父が大学病院に勤務する小児科医でした。リウマチという治療の難しい病気の研究をし、親御さんに感謝される様子を多く見てきて、医師の仕事の素晴らしさを間近で感じていました。それで、僕は犬や猫を飼っていて動物が好きだったので、獣医師をめざしました。大学では皮膚真菌症に関わるカビの研究に関心を持ち、のちにそれが実際にどのように動物に影響を及ぼしているのか知りたいと思い、臨床に興味を持つようになりました。
―なぜ、こちらで開業されたのでしょうか?
勤務医としての仕事にも満足していたのですが、結婚し、家庭を持つようになってから、家族との時間を考えたときに、開業への思いが強くなりました。僕は長年、国分寺に住んでおり、豊かな自然に囲まれた住環境に愛着があったのですが、近年は開発が進み、子どもや飼っていた動物のことを思うと、開業はもっと自然のあふれる場所でしたいと思うようになりました。
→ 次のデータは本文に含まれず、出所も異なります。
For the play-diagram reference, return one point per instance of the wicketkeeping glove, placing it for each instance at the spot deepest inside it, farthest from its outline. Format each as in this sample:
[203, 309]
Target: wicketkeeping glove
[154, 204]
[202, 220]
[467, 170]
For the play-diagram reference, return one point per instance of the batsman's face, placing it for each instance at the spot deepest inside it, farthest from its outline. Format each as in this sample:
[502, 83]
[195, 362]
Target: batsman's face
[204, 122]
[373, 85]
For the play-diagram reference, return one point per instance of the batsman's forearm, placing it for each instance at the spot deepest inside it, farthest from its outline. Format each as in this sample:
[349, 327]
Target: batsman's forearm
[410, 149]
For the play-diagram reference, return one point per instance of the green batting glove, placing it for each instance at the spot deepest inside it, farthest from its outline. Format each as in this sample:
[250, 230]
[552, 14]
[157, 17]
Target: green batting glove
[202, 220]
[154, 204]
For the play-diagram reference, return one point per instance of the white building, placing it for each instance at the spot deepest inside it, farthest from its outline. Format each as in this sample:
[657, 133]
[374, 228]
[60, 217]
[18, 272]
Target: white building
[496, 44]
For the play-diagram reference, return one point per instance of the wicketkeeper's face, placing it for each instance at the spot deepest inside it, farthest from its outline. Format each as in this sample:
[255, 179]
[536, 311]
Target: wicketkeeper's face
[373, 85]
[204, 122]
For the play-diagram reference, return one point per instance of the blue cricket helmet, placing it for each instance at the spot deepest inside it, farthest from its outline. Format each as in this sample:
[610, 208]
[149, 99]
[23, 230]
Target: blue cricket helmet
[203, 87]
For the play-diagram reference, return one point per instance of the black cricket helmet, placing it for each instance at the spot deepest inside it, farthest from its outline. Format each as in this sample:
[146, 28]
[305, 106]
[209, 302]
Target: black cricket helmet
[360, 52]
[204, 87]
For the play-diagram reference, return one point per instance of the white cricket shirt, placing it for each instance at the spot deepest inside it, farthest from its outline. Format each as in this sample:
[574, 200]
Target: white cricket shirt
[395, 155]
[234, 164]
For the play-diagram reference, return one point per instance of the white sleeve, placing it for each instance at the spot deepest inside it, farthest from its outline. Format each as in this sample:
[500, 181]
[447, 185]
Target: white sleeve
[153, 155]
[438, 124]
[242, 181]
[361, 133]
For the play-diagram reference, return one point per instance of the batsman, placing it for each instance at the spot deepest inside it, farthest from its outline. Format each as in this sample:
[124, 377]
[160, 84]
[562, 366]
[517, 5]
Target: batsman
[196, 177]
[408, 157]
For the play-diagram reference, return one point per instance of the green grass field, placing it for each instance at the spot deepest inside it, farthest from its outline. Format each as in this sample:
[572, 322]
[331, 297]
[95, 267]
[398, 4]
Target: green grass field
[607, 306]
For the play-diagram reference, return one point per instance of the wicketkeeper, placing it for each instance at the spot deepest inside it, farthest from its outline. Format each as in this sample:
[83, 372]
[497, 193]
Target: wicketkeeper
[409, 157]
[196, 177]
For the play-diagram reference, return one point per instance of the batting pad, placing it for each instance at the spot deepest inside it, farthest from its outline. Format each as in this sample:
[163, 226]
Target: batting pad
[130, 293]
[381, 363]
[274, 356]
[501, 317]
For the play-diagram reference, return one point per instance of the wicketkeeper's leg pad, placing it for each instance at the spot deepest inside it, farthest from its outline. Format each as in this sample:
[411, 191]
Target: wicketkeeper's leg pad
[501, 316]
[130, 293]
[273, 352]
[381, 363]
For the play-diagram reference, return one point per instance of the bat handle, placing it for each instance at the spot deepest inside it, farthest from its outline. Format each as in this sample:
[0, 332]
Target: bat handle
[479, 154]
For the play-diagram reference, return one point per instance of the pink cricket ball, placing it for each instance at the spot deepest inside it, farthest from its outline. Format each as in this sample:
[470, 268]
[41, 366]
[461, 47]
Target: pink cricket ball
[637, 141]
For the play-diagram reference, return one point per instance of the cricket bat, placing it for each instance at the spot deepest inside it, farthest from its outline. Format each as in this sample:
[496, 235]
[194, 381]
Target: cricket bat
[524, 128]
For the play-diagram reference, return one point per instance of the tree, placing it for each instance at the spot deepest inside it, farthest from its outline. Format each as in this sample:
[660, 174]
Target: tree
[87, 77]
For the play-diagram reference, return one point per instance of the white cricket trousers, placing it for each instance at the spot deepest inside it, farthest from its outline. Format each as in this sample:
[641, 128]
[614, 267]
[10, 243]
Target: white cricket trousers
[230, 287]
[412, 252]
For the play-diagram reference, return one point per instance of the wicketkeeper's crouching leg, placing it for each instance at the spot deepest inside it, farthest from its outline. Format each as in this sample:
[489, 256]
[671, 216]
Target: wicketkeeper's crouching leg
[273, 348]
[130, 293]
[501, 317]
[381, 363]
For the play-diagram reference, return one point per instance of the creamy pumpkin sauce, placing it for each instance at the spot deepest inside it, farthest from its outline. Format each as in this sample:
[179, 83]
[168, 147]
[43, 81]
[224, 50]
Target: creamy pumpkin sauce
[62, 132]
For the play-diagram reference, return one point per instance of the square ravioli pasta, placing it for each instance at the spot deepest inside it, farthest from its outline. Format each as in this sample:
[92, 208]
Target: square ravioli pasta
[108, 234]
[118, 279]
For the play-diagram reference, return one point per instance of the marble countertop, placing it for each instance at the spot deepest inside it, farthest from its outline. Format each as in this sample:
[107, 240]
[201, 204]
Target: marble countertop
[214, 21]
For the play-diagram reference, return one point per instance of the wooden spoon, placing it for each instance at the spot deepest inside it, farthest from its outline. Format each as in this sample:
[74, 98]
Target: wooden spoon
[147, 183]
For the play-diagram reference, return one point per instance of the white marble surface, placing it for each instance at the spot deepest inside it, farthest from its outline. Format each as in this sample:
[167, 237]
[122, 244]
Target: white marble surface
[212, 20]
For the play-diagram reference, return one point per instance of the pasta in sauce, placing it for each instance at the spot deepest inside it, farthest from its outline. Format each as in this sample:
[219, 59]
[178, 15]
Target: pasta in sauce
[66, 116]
そう考えたときに、僕の姉は結婚して安食台に住んでいたのですが、自然の多く残るこの地域は自分の理想に思い、また、よく姉のもとを訪ねていたので親しみもあったので、こちらでの開業を決めました。当時この近くには家や店など何もなくて「大丈夫かな?」とも思いましたが(笑)、当初から細々とでも地域に根差して診療していきたいという思いがあったので、僕の性格に合った場所だと思いました。
―患者さんはどちらからいらっしゃいますか?
地域にお住まいの患者さんのご利用が多いですが、今では、千葉県だと香取市や銚子市、また茨城県からもご来院いただいています。もともとこちらで診療をしていた患者さんがご結婚されてこの町を出ても、動物と一緒に顔を見せに来てくれることも多く、その気持ちがとてもうれしいですね。当初は小さな病院でしたが、ありがたいことに外まで患者さんが並ぶようになり、待合室を拡張しました。開業当初は病院の2階に住んでいたのですが、2人目の子どもが生まれてその騒音が診療に響くといけないですし、また忙しくなりスタッフも増えたので、住まいを隣に移し、2階には血液検査室とスタッフルームを設けました。